Despite fiscal pressure due to low oil prices, construction businesses across the Middle East currently have cause to be positive about their prospects; on the back of increased investment in infrastructure, the sector is booming, with almost $3tn of projects at design, bid or construction stage over the next decade. Over half of these are already in the construction phase, including a number of high-profile developments, such as the 2022 World Cup in Qatar. However, the focus is now on sustainable and environmentally responsible projects, right across the region.
This should not come as a surprise. While the Middle East has attracted its share of criticism from ecologists for the central role it plays in the oil industry, the scarcity of other resources means the region has long been ahead of the curve in terms of matching development to sustainability. The UAE places sustainability near the top of its policy agenda, boasting the highest share of green buildings in the Middle East and North Africa, and Abu Dhabi Sustainability Week is established as a leading global forum.
Last year, the Saudi Presidency of Meteorology and Environment (PME) announced a decree giving all companies five years to meet rigorous new air, water and noise pollution standards. In Qatar, social infrastructure projects have been given significant budgets to raise environmental living standards, and green codes of construction have been adopted for the building of World Cup infrastructure.
However, increasingly, global thinking on sustainability is shifting. No longer is it something that is tacked onto the end of a business or operational plan. It now seems to be the case that large projects must start from a sustainable proposition. So what does this look like, and how can the construction industry show leadership?
Time is ticking
The lesson of the last decade is that both business and society can no longer rely on small incremental changes. Companies need to incorporate sustainability as a core part of their business operations. Rather than a marketing add-on or a piece of brand positioning, it needs to be embedded at the heart of business operations at every level.
This is especially important for construction firms in the GCC. The largest developments will be government-funded, and governments are already sending distinct signals that only eco-friendly projects will get the go-ahead. Saudi Arabia has already made this the law, while Qatar has hinted that its Global Sustainability Assessment System (GSAS) could soon become mandatory. It may not be long before all construction companies have to be sustainable, which means building it in to business strategy from the start.
At the heart of the business
How can business embed sustainability as an integral part of strategy? In the past, becoming sustainable usually meant considering how to reduce resource use or emissions. Nowadays, companies are starting to ask bigger questions. Can they survive if natural resources become constrained? Do they rely on unsustainable commodities or natural resources? Does the company act responsibly?
These questions are central to business strategy. They are about whether a business can operate at all in the future. All evidence suggests that resources are getting scarcer, regulations – especially environmental ones – are becoming more stringent, and public opinion is becoming sterner on wastefulness. Policy-makers, in turn, are becoming stricter.
This means businesses cannot leave sustainability to the end of their business strategy; they must plan it in from the very start. Companies would be very short-sighted to hope that they can react to challenges as they arise. The time to start planning is now.
More than one bottom line
An increasingly common term now heard in business is the ‘triple bottom line’, meaning accounting for social and environmental outcomes as well as financial ones. How this is best achieved is still being debated, but it does recognise that there is an existing framework for how business can examine and evaluate the most effective ways to use and manage their resources – in the finance function.

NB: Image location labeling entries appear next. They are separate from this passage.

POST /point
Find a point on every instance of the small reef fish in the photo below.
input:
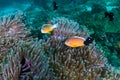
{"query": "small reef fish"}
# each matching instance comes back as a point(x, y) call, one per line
point(110, 15)
point(55, 5)
point(48, 28)
point(77, 41)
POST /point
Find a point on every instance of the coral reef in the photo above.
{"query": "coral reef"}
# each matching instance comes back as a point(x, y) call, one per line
point(12, 30)
point(75, 63)
point(26, 62)
point(50, 59)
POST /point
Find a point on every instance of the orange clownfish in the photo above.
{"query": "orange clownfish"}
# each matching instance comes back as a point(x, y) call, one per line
point(77, 41)
point(48, 28)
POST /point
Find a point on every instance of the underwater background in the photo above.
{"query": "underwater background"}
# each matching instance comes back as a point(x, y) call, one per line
point(28, 54)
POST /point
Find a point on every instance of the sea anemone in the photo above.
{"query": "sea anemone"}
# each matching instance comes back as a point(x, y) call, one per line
point(12, 30)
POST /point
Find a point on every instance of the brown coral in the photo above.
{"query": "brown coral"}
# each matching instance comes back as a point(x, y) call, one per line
point(83, 63)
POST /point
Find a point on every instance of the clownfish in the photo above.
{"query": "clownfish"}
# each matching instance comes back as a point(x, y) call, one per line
point(48, 28)
point(77, 41)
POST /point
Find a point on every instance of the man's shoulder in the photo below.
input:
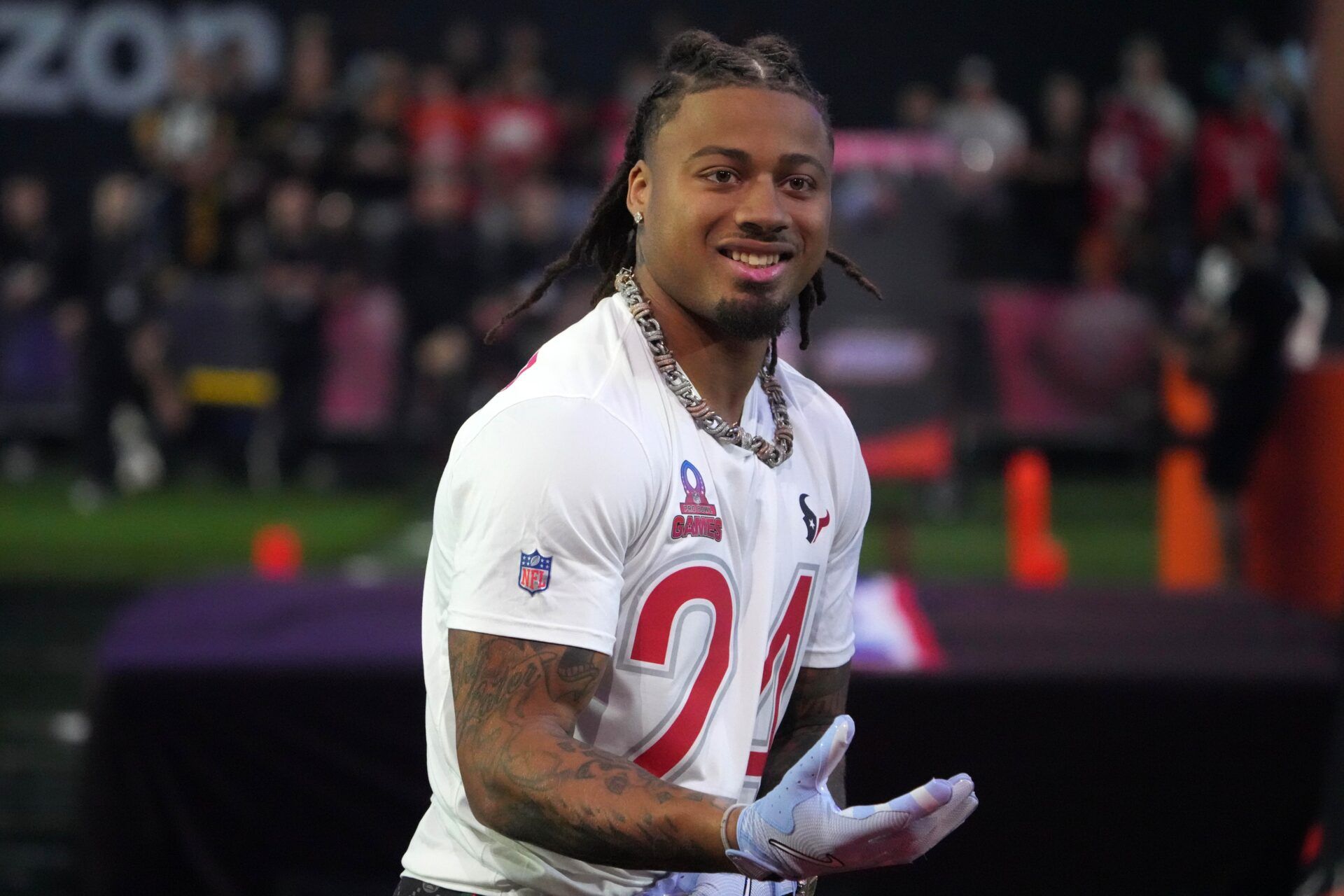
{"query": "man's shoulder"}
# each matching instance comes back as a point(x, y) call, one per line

Finance professionals are used to measuring and monitoring performance, and then reporting the results in a way that can inform strategic planning. This means that they are well placed to take a lead in managing risks and resources where sustainability is concerned.
There is an additional benefit to having such initiatives led from the finance function. Many businesses are wary of sustainability; they may have encountered it in the past as a vague piece of marketing or branding. They may even feel that it has little to contribute to sound business strategy.
For the construction industry, sustainable initiatives may even be seen as complicating or slowing business strategy. By taking the lead in this area, finance professionals can demonstrate that this is a concrete basis for long-term business planning, with real, tangible outcomes for success and real risks for failure.
No company is an island
Every business, regardless of size or sector, eventually needs to ensure that sustainability is at the heart of how they operate, if they are to respond to new challenges and manage risk. For the construction sector, which is at the front line of how we interact with our natural environment, the consequences may need to be faced more immediately than for other industries. However, in the long term this is a benefit, as it means putting in place strategies and safeguards that may come as a shock to other industries in the future.
The only way businesses can survive in the long term is by delivering long-term benefits for society and a light touch to the natural environment. Many companies are experts at planning for their business environment – it is perhaps time to consider that this only exists as part of the wider world.
Michael Armstrong is regional director at ICAEW in the Middle East, Africa and South Asia.